Universities make millions off of their players but punish them for accepting benefits



For nearly a century the National Collegiate Athletic Association and schools across the country have been cashing in on the marketability of their student-athletes.  Schools make millions every year while only offering students scholarships.  Many of those students come from low-class neighborhoods. They cannot afford to go out to eat, get a bus ride home or even buy their own jersey on display at local stores.  Colleges and universities that generate over $15 million in annual revenue from their athletic programs should give student-athletes commission on merchandise sales and television contracts.

The proposed figure would qualify about 150 schools and give the top athletes a slice of the money they are making for the organizations that market them.  Currently, the NCAA hides behind the ‘amateur’ tag they have given student-athletes as a reason for their free labor. But at the revenue level proposed, there is nothing amateur about these athletes who endure two-a-day practices and play in primetime TV slots.  The amount of time these students devote to their sport makes it no different from any other on-campus job a student might have.

AP Photo Texas A&M quarterback Johnny Manziel was recently suspended one-half of a game for violating the NCAA’s policy.

AP Photo Texas A&M quarterback Johnny Manziel was recently suspended one-half of a game for violating the NCAA’s policy.

The hypocrisy in modern-day college sports has been pointed out by hundreds of people who have taken the NCAA to court over the past 20 years.  The NCAA has punished students for selling the shirt off their back, yet sell the same jersey for $40.00 in souvenir stores.  College players are not allowed to inscribe any messages on their clothes or body while competing, yet the NCAA sells spaces on their uniforms for corporate logos and slogans.  College players cannot profit from their own likeness, yet the NCAA sells the right to their name for highlight films and video games.

For all this current exploitation, the NCAA insists that they are preparing these students for the future.  But are they?  After a long call for academic reform, the NCAA recently upgraded its academic standards for student-athletes to require more core classes and a higher grade point average this year. But after accusations that schools are pushing student-athletes to be ‘General Studies’ majors, which was described by one reporter as ‘a baloney major’, it appears schools are finding loopholes. When asked to address those accusations at a press conference earlier in the year, NCAA president Mark Emmert’s answer fell flat.

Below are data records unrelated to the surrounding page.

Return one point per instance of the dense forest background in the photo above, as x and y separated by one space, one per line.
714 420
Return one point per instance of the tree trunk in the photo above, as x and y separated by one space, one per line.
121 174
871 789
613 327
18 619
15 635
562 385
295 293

“We’re an athletic association.  We don’t accredit academic institutions.  We don’t go into the classroom and say ‘we don’t like the quality of this degree.’ That’s not the job of this association,” Emmert said.

It seems no one wants to take responsibility for helping these kids who earn these people so much money.

With ugly scandals constantly breaking about college athletes getting paid by school officials and boosters, this alternative gives students a legal right to the money they are earning. Players commit so much time and risk so much for their schools, it is time the schools gave something back.